Contrairement aux autres, les « alternatives » ne mentionnent ni déception ni résignation face à la répartition des rôles avec leur conjoint. Elles disent faire partie d’une « équipe ».
« C’est un bel équilibre entre le service de garde, le temps qu’on passe ensemble […]. C’est important pour nous d’avoir un travail, d’avoir des enfants, d’avoir des loisirs et une vie de couple. » – Entrepreneure, 3 enfants.
Trois profils, un enjeu
Qu’elles soient « traditionnelles », « contemporaines » ou « alternatives », les femmes témoignent toutes de certaines tensions ou de compromis. Elles portent le poids des idéaux de la « mère parfaite » et de la « super femme » de carrière émancipée. Plus souvent que leurs conjoints, elles révisent leurs objectifs de carrière, ou leurs projets personnels.
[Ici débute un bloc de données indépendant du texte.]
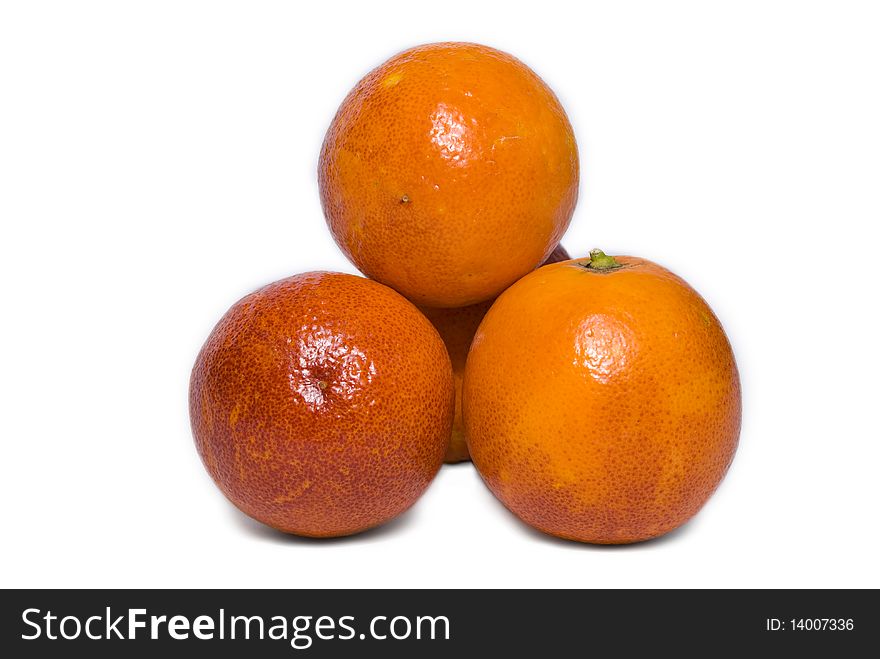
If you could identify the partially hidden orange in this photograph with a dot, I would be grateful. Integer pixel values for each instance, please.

Les auteurs notent que certains environnements professionnels facilitent et même encouragent l’équilibre entre la vie professionnelle et familiale. Pour certaines mères moins chanceuses, la conciliation travail-famille est, au mieux, un défi à relever ou, au pire, l’occasion de faire des concessions. Dans ce dernier cas, un engagement fort dans la maternité les conduisent à réviser leurs objectifs de carrière, alors qu’un engagement dans la vie professionnelle mène à un réaménagement des autres sphères de leurs vies. Cela dit, ces contraintes viennent finalement des choix qu’elles ont faits et qu’elles assument.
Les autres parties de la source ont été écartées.